Louis Philippe Declining the Crown of Belgium Offered to His Son (French: Le roi Louis-Philippe refuse la couronne offerte par le Congrés belge au duc de Nemour) is an 1836 history painting by the French artist Nicolas Gosse. It depicts a scene on 17 February 1831 in Paris when Louis Philippe I of France refused an offer that had been made to his second son Prince Louis, Duke of Nemours to become king of the newly independent Belgium. Following the Belgian Revolution of 1830 the country broke away from the United Kingdom of the Netherlands. The National Congress of Belgium, desiring a Catholic candidate and wishing to secure French support, nominated Nemours to take the throne. Not wishing to offend his British allies, Louis Philippe rejected the offer on his son's behalf. The King is shown flanked by his sons Nemours and the Duke of Orelans as the Belgian politician Érasme-Louis Surlet de Chokier presents the offer.

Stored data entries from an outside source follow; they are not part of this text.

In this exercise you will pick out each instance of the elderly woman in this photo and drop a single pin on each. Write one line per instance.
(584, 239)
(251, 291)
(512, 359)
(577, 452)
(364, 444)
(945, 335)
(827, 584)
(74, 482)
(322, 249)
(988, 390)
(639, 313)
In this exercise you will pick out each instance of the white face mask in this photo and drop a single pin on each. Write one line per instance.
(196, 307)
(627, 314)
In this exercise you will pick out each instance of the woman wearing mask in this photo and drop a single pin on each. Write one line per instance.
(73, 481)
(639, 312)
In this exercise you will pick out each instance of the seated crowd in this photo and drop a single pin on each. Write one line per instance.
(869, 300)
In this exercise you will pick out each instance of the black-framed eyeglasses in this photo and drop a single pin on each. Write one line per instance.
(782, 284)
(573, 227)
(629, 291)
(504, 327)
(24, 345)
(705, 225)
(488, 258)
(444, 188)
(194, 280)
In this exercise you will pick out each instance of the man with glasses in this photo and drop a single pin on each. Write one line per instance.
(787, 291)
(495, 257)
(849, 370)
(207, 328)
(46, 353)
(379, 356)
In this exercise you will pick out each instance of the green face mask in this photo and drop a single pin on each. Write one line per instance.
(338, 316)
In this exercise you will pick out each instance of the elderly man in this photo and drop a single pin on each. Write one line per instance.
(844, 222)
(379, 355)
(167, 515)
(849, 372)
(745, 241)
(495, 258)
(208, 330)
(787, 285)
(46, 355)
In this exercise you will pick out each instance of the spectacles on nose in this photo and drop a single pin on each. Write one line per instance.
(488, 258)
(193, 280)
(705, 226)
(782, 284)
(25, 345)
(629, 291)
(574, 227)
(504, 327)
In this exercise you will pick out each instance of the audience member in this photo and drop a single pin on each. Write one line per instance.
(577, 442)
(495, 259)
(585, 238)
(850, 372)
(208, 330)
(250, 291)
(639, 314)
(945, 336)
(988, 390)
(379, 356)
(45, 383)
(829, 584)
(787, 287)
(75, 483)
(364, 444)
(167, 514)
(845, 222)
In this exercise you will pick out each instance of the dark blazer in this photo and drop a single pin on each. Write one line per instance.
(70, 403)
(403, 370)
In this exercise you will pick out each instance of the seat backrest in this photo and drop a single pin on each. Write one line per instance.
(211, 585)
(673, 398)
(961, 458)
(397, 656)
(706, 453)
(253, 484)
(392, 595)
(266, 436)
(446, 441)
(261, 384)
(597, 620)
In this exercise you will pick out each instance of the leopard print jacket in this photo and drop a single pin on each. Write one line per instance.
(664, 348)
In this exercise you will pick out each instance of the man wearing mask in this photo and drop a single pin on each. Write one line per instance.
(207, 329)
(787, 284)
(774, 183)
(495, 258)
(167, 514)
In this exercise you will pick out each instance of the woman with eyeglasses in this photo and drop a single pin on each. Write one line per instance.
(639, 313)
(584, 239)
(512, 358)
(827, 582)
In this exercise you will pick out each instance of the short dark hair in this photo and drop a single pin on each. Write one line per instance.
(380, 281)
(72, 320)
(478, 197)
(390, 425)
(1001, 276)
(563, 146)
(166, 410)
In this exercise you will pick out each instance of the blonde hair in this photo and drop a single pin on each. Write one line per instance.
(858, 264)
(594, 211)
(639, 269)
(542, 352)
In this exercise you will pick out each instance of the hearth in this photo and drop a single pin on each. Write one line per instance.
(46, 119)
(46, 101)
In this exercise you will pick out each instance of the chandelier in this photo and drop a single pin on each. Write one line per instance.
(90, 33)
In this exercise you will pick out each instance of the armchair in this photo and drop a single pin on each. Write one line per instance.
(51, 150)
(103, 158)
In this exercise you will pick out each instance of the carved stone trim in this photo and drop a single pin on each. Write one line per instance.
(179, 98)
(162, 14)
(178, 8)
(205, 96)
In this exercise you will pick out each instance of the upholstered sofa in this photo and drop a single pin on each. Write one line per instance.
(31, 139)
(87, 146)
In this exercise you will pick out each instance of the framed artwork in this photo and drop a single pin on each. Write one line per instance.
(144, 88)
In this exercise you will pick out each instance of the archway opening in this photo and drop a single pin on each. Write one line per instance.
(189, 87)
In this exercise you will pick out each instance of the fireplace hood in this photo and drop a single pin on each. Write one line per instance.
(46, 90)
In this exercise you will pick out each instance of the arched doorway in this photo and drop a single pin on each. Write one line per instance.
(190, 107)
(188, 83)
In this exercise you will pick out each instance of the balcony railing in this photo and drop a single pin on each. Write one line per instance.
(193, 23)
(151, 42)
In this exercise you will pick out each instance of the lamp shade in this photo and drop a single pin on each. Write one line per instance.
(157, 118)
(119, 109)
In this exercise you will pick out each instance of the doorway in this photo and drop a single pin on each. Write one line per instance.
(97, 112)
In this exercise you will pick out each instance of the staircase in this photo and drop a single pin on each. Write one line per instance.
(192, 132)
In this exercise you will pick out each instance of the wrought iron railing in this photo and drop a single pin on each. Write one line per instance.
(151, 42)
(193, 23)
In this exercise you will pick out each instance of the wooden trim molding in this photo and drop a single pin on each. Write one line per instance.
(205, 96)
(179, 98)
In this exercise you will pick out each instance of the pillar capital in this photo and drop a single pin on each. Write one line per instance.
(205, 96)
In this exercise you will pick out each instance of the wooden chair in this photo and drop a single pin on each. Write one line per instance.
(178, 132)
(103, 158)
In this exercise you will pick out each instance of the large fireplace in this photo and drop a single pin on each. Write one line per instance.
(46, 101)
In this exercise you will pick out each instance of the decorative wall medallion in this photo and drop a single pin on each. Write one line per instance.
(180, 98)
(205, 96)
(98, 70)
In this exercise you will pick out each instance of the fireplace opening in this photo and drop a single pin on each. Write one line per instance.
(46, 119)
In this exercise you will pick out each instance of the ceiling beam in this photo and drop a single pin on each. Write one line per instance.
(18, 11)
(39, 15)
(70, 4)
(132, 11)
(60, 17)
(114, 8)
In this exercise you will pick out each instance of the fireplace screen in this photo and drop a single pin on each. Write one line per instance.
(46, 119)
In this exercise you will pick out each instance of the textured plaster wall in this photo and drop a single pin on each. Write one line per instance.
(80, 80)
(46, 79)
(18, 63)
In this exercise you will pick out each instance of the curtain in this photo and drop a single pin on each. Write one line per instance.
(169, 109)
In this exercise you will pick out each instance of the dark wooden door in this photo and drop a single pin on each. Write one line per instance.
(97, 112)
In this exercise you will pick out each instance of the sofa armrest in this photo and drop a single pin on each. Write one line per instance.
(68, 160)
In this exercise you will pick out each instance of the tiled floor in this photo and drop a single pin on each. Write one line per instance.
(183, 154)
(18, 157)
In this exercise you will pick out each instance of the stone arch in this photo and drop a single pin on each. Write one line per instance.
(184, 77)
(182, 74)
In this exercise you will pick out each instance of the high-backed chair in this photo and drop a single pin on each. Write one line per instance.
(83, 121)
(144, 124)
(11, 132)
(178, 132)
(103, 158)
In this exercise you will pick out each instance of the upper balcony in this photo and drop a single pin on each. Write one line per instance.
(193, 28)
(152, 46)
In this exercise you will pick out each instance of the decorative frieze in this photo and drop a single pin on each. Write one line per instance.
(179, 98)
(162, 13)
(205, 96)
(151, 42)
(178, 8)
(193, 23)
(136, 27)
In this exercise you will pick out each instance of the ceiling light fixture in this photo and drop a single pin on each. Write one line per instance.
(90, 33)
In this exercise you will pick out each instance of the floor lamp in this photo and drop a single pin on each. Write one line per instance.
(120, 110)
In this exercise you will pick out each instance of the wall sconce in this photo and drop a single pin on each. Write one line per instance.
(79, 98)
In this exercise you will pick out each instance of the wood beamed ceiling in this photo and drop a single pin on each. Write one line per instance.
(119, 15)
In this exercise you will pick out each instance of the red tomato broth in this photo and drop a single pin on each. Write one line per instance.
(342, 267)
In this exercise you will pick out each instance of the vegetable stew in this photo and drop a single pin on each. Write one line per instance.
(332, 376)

Ultimately, Leopold of Saxe-Coburg emerged as a compromise candidate for the Belgian throne. He had close links to the British royal family (as the uncle of the future Queen Victoria) and was acceptable to the French. The following year he married Louise of Orléans, the daughter of Louis Phillipe and the elder sister of Nemours. The painting was commissioned by Louis Phillipe for the 800 Francs for the Musée de l'Histoire de France at the Palace of Versailles.

==Bibliography==
- Boime, Albert. Art in an Age of Counterrevolution, 1815-1848. University of Chicago Press, 2004.
- Delcorde, Raoul. Les diplomates belges. Editions Mardaga, 2010.
- Huygebaert, Stefan, Angela Condello, Sarah Marusek & Mark Antaki (ed.) Sensing the Nation's Law: Historical Inquiries into the Aesthetics of Democratic Legitimacy. Springer, 2018.
- Koch, Jeroen, Van der Meulen, Dik & Van Zanten, Jeroen. The House of Orange in Revolution and War: A European History, 1772–1890. Reaktion Books, 2022.
- Price, Munro. The Perilous Crown: France Between Revolutions, 1814-1848. Pan Macmillan, 2010.